El problema ambiental en Veracruz dejó de ser un incidente menor y se convirtió en una amenaza directa para el ecosistema costero. La llegada de bolas de crudo a las playas de Costa Esmeralda ocurre justo cuando está por iniciar el desove de tortugas marinas, uno de los procesos más delicados para la reproducción de la especie. La coincidencia no solo es grave, es crítica. El daño no se limita a la imagen de la playa, sino al equilibrio natural que sostiene a la fauna.

Ante la presión pública, autoridades desplegaron un operativo conjunto entre la Marina y Pemex para retirar los residuos. Hasta ahora se han recolectado alrededor de 3.5 toneladas de material contaminante, pero la limpieza avanza con el tiempo en contra. Cada hora que pasa reduce las posibilidades de proteger adecuadamente la zona. El margen de reacción es cada vez más estrecho y el impacto ambiental sigue creciendo.

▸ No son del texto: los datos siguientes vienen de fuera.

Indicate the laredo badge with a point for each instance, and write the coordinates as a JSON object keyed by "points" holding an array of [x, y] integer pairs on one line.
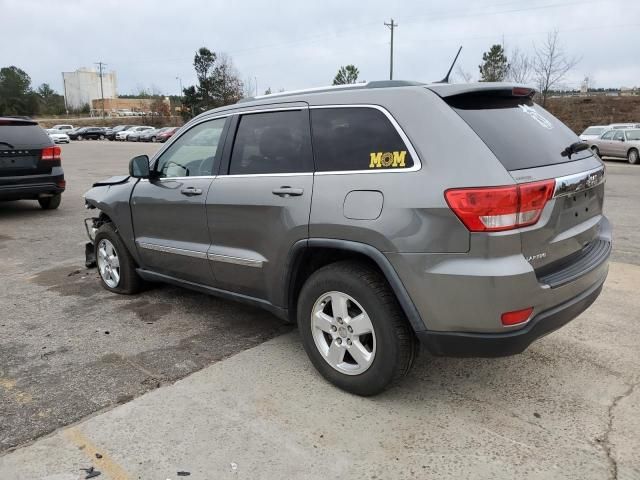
{"points": [[388, 159]]}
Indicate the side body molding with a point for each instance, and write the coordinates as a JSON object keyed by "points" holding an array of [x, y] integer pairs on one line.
{"points": [[371, 252]]}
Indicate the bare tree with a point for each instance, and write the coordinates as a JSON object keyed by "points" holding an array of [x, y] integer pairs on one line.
{"points": [[463, 75], [551, 65], [249, 87], [520, 67]]}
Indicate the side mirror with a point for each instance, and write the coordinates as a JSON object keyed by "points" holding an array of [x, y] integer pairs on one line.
{"points": [[139, 167]]}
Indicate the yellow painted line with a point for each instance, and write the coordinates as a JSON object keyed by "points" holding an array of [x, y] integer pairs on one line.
{"points": [[106, 464]]}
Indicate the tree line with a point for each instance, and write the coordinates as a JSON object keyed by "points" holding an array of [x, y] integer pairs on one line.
{"points": [[219, 84], [18, 97], [546, 67]]}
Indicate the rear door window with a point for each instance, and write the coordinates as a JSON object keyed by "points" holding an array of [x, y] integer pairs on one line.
{"points": [[356, 138], [608, 135], [272, 142], [194, 153], [519, 132], [633, 135]]}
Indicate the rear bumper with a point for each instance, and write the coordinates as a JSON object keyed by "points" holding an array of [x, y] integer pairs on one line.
{"points": [[461, 297], [32, 186], [459, 344]]}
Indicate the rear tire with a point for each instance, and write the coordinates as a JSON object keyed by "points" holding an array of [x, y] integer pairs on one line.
{"points": [[50, 203], [369, 349], [116, 267]]}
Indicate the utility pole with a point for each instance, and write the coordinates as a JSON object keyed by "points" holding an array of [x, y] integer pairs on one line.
{"points": [[391, 26], [100, 65]]}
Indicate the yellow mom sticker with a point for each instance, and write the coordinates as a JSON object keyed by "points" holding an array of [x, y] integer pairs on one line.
{"points": [[388, 159]]}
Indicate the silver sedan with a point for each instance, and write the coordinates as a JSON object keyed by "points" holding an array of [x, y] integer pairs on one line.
{"points": [[618, 144]]}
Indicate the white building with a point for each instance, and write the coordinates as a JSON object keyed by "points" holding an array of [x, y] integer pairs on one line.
{"points": [[83, 85]]}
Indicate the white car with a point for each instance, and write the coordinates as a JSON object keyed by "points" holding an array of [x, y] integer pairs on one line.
{"points": [[64, 128], [58, 136], [122, 135]]}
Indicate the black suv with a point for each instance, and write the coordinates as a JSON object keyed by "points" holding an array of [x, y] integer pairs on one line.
{"points": [[30, 164]]}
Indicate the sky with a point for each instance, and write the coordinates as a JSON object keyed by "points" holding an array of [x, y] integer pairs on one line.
{"points": [[301, 44]]}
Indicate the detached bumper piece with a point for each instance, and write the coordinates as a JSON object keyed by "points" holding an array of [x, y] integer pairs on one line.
{"points": [[461, 344]]}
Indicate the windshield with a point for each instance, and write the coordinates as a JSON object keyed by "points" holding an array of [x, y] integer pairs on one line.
{"points": [[593, 131], [519, 132]]}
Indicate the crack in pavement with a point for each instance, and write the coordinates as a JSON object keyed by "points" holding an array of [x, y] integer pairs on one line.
{"points": [[605, 443]]}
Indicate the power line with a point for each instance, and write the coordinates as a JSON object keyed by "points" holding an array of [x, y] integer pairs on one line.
{"points": [[100, 65], [391, 26]]}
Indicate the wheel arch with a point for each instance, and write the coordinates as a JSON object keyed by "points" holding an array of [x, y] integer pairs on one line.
{"points": [[307, 256]]}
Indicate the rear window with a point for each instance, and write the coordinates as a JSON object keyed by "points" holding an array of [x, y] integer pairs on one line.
{"points": [[356, 138], [593, 131], [22, 135], [519, 132]]}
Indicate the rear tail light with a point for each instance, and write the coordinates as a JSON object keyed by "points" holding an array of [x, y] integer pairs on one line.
{"points": [[494, 209], [515, 318], [51, 153]]}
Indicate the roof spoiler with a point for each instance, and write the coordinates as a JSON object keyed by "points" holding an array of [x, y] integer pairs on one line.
{"points": [[489, 88]]}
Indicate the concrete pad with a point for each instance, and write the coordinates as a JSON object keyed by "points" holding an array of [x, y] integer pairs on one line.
{"points": [[565, 409]]}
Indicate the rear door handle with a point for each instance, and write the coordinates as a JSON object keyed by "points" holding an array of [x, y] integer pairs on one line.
{"points": [[288, 191], [191, 191]]}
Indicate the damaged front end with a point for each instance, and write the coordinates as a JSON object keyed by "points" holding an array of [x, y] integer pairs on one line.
{"points": [[91, 225], [104, 195]]}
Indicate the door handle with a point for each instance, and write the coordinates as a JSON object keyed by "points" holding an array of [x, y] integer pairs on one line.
{"points": [[288, 191], [191, 191]]}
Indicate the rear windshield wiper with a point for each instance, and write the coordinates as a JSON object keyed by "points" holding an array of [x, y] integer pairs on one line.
{"points": [[574, 148]]}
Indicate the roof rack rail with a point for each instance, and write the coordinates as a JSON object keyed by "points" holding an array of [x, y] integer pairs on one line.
{"points": [[334, 88]]}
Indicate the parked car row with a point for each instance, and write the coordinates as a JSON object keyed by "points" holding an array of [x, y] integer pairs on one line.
{"points": [[132, 133], [58, 136], [136, 133]]}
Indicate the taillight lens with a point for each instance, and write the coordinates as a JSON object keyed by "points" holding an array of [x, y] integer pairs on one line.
{"points": [[515, 318], [51, 153], [494, 209]]}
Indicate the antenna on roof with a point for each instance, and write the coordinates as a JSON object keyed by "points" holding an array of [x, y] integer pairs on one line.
{"points": [[446, 78]]}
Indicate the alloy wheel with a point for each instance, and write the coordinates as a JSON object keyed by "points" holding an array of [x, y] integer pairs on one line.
{"points": [[343, 333]]}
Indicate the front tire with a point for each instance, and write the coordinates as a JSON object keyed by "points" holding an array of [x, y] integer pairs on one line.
{"points": [[353, 328], [50, 203], [115, 265]]}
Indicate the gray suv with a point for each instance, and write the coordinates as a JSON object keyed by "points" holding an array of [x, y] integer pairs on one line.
{"points": [[380, 217]]}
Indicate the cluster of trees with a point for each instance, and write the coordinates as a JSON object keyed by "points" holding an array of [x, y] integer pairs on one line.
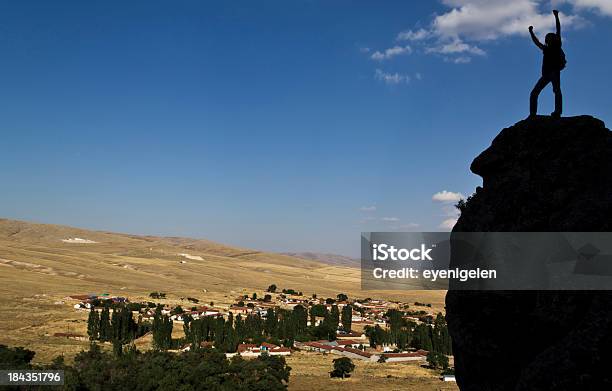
{"points": [[162, 331], [343, 367], [404, 333], [280, 326], [157, 295], [120, 328], [133, 370], [272, 289], [437, 360]]}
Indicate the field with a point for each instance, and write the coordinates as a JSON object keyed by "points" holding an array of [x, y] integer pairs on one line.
{"points": [[310, 371], [39, 268]]}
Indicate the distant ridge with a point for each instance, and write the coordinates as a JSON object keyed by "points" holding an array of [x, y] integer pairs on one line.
{"points": [[327, 258]]}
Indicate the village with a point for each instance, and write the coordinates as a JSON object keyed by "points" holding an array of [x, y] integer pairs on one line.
{"points": [[355, 339]]}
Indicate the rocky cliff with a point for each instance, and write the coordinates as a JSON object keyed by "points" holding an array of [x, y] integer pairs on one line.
{"points": [[540, 175]]}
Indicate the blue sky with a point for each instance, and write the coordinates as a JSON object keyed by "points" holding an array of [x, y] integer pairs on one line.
{"points": [[283, 126]]}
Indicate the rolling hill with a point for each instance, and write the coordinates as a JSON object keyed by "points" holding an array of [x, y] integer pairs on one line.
{"points": [[41, 264]]}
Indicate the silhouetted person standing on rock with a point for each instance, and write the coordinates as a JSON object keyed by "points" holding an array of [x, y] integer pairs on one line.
{"points": [[552, 64]]}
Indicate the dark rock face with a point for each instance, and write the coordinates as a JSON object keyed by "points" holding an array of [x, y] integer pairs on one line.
{"points": [[540, 175]]}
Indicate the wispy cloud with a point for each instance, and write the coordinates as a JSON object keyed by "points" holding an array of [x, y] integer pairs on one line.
{"points": [[458, 33], [390, 219], [390, 53], [391, 78], [448, 224], [454, 47], [604, 7], [447, 196], [413, 35]]}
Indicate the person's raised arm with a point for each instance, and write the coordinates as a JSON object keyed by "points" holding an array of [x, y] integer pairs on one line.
{"points": [[535, 39], [558, 24]]}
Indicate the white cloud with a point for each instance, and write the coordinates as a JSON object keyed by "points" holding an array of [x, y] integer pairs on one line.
{"points": [[602, 6], [390, 219], [448, 224], [447, 196], [455, 47], [390, 53], [459, 60], [459, 33], [413, 35], [391, 78], [481, 20]]}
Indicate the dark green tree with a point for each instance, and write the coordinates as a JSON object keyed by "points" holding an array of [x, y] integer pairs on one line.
{"points": [[343, 367], [347, 317], [93, 325], [105, 326]]}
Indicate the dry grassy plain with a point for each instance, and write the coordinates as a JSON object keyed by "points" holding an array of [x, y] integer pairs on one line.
{"points": [[310, 371], [38, 270]]}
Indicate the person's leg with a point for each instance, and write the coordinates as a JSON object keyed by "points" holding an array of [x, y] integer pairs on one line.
{"points": [[533, 98], [556, 82]]}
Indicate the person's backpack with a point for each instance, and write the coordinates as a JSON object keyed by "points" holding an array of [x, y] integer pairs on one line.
{"points": [[562, 60]]}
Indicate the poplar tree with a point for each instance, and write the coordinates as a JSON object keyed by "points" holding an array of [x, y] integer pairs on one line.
{"points": [[93, 325], [347, 317]]}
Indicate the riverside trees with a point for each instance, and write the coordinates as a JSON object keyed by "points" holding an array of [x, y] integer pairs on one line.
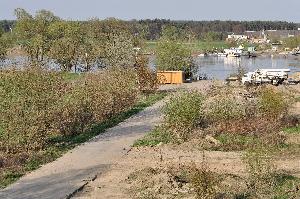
{"points": [[171, 54], [45, 37]]}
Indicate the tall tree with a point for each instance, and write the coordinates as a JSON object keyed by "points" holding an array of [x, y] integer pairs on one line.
{"points": [[32, 33], [66, 42]]}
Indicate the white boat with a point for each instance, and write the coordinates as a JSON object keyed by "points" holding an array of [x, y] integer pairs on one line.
{"points": [[233, 52], [222, 54]]}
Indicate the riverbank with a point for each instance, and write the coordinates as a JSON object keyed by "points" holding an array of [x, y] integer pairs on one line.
{"points": [[160, 169]]}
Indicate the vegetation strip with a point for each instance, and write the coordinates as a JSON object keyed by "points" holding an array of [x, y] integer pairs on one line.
{"points": [[59, 145]]}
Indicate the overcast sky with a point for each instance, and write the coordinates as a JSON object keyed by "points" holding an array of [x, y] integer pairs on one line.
{"points": [[287, 10]]}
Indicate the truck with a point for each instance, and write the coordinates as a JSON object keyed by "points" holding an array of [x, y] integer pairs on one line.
{"points": [[266, 76]]}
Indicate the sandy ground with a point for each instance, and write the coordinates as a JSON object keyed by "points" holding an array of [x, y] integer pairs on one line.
{"points": [[59, 179], [113, 184]]}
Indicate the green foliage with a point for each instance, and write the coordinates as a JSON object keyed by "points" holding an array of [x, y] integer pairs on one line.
{"points": [[147, 79], [292, 42], [172, 55], [5, 44], [225, 108], [213, 36], [182, 113], [272, 103], [119, 50], [32, 33], [28, 101], [66, 39], [57, 145]]}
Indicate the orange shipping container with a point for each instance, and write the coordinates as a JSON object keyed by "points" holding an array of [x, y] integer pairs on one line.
{"points": [[170, 77]]}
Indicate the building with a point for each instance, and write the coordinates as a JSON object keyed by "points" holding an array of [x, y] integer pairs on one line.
{"points": [[234, 37]]}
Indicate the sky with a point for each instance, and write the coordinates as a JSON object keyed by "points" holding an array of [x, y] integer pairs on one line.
{"points": [[285, 10]]}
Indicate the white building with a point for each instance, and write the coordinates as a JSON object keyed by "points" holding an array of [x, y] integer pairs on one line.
{"points": [[237, 37]]}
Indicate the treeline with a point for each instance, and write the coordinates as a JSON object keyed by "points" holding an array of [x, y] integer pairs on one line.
{"points": [[45, 38], [152, 29], [199, 28]]}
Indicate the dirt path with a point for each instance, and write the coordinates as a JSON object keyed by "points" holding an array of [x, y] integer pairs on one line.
{"points": [[62, 177], [113, 183]]}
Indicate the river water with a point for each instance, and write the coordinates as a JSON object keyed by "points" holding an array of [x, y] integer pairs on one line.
{"points": [[222, 67], [218, 68]]}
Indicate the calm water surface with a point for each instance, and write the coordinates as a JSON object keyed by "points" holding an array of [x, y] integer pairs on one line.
{"points": [[220, 68]]}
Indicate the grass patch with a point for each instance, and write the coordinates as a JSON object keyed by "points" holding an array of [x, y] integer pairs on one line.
{"points": [[232, 142], [286, 186], [292, 130], [10, 177], [59, 145], [155, 137]]}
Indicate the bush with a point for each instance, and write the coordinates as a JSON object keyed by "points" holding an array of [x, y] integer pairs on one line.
{"points": [[224, 108], [28, 101], [31, 101], [183, 113], [95, 98], [272, 104], [148, 81]]}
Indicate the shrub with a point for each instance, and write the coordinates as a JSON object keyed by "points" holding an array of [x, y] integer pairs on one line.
{"points": [[182, 114], [224, 108], [31, 101], [28, 101], [259, 164], [272, 104], [95, 98], [148, 81]]}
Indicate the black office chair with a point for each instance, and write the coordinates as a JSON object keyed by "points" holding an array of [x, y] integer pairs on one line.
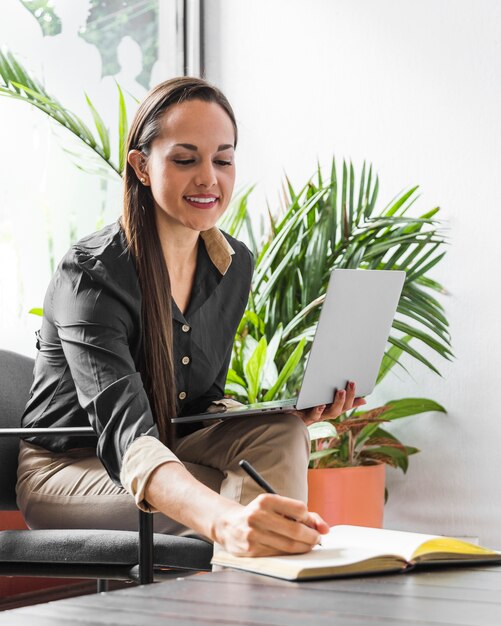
{"points": [[100, 554]]}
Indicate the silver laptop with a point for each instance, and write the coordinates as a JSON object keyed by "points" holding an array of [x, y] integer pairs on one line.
{"points": [[349, 342]]}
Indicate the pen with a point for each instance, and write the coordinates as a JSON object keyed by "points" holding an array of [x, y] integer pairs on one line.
{"points": [[256, 476]]}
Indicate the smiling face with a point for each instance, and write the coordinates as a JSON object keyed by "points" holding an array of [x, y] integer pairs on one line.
{"points": [[190, 167]]}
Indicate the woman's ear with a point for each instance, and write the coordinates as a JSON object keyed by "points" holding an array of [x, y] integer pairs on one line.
{"points": [[137, 161]]}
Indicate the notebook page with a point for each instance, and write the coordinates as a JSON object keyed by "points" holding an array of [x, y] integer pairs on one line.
{"points": [[375, 540]]}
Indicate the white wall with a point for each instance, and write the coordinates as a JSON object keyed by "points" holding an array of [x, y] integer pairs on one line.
{"points": [[414, 87]]}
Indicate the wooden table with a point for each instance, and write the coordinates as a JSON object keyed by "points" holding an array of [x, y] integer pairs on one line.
{"points": [[447, 597]]}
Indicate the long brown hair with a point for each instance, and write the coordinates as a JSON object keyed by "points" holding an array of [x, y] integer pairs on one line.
{"points": [[138, 222]]}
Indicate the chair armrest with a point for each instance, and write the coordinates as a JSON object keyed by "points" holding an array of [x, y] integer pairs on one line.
{"points": [[62, 430], [145, 546]]}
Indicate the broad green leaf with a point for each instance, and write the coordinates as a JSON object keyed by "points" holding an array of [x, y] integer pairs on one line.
{"points": [[123, 128], [321, 430], [239, 391], [286, 372], [254, 369], [101, 129]]}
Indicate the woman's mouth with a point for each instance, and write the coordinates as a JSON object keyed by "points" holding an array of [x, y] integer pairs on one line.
{"points": [[202, 201]]}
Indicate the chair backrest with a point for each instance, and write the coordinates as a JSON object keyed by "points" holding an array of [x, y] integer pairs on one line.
{"points": [[16, 377]]}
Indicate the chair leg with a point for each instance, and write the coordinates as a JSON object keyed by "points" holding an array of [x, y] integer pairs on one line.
{"points": [[145, 548]]}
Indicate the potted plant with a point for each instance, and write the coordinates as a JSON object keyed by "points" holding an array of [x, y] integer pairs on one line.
{"points": [[327, 224]]}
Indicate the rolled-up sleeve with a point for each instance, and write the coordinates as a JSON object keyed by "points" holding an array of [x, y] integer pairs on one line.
{"points": [[94, 323]]}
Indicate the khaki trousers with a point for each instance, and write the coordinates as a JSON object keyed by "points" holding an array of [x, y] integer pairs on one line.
{"points": [[73, 490]]}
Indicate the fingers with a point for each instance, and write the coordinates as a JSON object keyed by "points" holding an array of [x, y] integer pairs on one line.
{"points": [[282, 524], [349, 396], [344, 400], [320, 524]]}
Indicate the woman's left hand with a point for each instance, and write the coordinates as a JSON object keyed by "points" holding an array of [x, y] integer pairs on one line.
{"points": [[344, 400]]}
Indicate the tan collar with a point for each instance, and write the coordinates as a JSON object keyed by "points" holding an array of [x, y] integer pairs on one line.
{"points": [[218, 248]]}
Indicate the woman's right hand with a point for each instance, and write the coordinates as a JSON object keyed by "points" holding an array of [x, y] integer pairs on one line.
{"points": [[269, 525]]}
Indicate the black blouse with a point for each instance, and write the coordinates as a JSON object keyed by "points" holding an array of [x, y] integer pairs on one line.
{"points": [[89, 345]]}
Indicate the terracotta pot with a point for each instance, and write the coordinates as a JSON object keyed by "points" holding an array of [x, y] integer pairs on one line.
{"points": [[348, 495]]}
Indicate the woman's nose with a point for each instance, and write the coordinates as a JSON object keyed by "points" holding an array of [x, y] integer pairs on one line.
{"points": [[206, 175]]}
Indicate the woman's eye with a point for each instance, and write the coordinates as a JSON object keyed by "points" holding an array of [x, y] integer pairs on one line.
{"points": [[184, 161]]}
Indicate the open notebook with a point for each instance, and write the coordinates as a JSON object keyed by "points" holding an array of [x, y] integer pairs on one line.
{"points": [[356, 550]]}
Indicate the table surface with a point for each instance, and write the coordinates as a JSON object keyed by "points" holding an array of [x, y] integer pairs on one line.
{"points": [[466, 596]]}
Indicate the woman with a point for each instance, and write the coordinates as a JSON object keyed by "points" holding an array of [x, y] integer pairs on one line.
{"points": [[139, 321]]}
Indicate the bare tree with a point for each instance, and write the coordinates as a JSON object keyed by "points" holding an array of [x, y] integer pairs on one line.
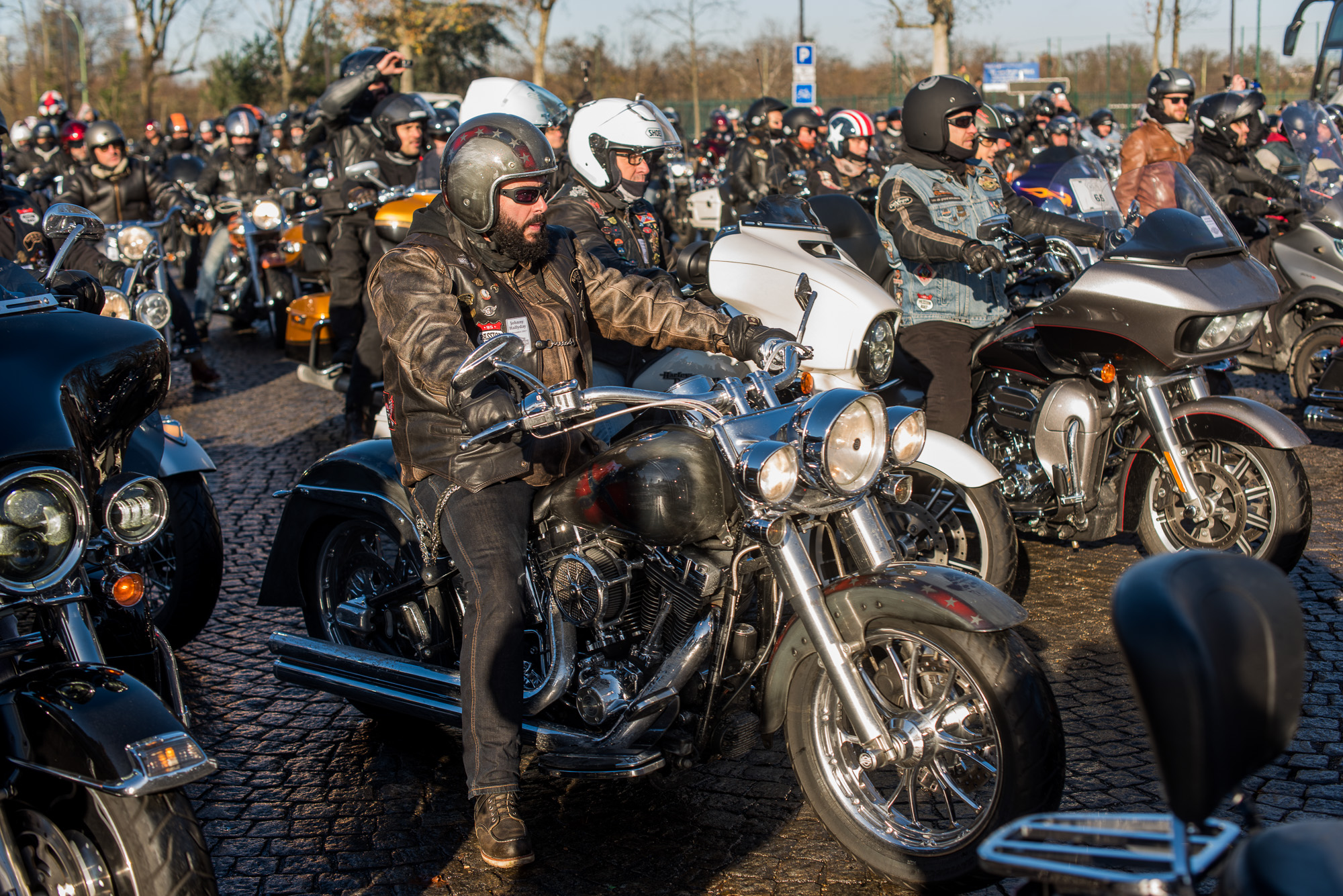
{"points": [[688, 13], [154, 21], [943, 15]]}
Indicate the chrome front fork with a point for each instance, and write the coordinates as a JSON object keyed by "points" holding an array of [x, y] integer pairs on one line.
{"points": [[801, 584], [1150, 391]]}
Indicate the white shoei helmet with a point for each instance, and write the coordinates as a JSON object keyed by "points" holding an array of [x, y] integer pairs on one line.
{"points": [[512, 97], [605, 126]]}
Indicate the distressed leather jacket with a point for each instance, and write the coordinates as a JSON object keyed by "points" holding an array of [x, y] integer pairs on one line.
{"points": [[444, 290]]}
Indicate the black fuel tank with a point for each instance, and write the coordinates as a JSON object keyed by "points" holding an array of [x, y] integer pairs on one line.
{"points": [[667, 486]]}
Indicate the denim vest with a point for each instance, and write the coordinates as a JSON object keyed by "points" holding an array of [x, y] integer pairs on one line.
{"points": [[950, 290]]}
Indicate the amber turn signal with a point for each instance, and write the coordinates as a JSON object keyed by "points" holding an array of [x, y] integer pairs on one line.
{"points": [[130, 589]]}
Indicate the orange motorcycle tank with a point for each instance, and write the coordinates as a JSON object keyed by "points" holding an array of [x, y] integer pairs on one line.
{"points": [[292, 244], [394, 220], [310, 313]]}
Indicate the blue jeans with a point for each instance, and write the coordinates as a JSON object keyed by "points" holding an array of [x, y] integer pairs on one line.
{"points": [[485, 533], [216, 254]]}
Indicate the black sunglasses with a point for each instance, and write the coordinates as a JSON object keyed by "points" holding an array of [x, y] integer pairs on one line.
{"points": [[524, 195]]}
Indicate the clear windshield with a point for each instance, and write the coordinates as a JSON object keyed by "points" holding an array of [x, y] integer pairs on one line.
{"points": [[1180, 219], [1315, 141], [1083, 180]]}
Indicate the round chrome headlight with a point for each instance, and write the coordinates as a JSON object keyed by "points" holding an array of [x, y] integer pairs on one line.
{"points": [[44, 525], [770, 471], [844, 439], [134, 242], [909, 432], [135, 507], [155, 309], [267, 215], [878, 352], [115, 303]]}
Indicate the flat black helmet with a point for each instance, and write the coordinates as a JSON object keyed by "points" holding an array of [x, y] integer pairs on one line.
{"points": [[800, 117], [929, 105], [485, 152], [361, 59], [1170, 81], [400, 109], [758, 114]]}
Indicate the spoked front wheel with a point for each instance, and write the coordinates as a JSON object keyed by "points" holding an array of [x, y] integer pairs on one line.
{"points": [[990, 748], [1259, 505]]}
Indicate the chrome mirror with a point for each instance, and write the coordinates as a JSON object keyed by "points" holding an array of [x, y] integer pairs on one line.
{"points": [[480, 364], [65, 219]]}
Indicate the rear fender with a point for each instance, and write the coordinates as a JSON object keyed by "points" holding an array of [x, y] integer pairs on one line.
{"points": [[76, 721], [1224, 417], [361, 481], [914, 592]]}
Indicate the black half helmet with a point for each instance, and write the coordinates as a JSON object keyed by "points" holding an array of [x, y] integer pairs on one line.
{"points": [[362, 59], [485, 152], [400, 109], [929, 105]]}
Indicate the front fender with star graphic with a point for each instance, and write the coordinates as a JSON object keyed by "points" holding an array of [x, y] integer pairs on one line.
{"points": [[909, 592]]}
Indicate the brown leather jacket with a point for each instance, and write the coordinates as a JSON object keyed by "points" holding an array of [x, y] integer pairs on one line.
{"points": [[443, 290], [1153, 144]]}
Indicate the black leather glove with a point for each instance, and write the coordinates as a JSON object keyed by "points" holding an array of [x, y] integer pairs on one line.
{"points": [[487, 407], [747, 336], [79, 290], [981, 256]]}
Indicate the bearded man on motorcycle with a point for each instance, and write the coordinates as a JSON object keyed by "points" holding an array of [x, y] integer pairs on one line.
{"points": [[119, 188], [757, 166], [1168, 134], [1224, 165], [400, 121], [847, 168], [801, 128], [930, 207], [242, 172], [480, 260]]}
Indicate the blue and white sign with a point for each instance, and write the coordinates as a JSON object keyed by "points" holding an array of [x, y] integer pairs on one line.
{"points": [[999, 75]]}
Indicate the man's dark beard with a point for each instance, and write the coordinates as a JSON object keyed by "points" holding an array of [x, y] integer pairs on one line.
{"points": [[508, 239]]}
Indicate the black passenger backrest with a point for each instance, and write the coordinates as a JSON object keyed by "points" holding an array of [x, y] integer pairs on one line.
{"points": [[853, 230], [1215, 647]]}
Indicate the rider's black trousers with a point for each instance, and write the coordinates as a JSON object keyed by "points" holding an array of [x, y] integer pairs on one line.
{"points": [[487, 537], [942, 349]]}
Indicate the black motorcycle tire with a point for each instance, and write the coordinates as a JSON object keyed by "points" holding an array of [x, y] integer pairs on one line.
{"points": [[1031, 762], [280, 290], [148, 846], [194, 544], [1302, 372], [1290, 491]]}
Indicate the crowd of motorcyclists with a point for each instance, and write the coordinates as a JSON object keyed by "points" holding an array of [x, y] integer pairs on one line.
{"points": [[931, 172]]}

Detrás del derrame hay un problema más profundo que no se atiende. No es la primera vez que ocurre algo similar en la región y tampoco es la primera vez que la respuesta llega después del daño. La falta de prevención sigue siendo la constante. No hay una estrategia sólida que anticipe riesgos ni que proteja zonas ecológicas clave antes de que el problema estalle.

Ese patrón se repite bajo gobiernos de Morena, donde la reacción sustituye a la planeación y la emergencia se vuelve la forma de operar. Se actúa cuando el problema ya es visible, cuando ya hay consecuencias y cuando el margen de corrección es mínimo. La política ambiental termina siendo reactiva y no preventiva, y eso tiene costos acumulativos.

Hoy el reto no es solo limpiar la playa, sino evitar que el daño se vuelva irreversible. Porque cuando la intervención llega tarde, la recuperación ya no depende de la voluntad política, sino del tiempo natural. Y en ese punto, el margen de control se pierde.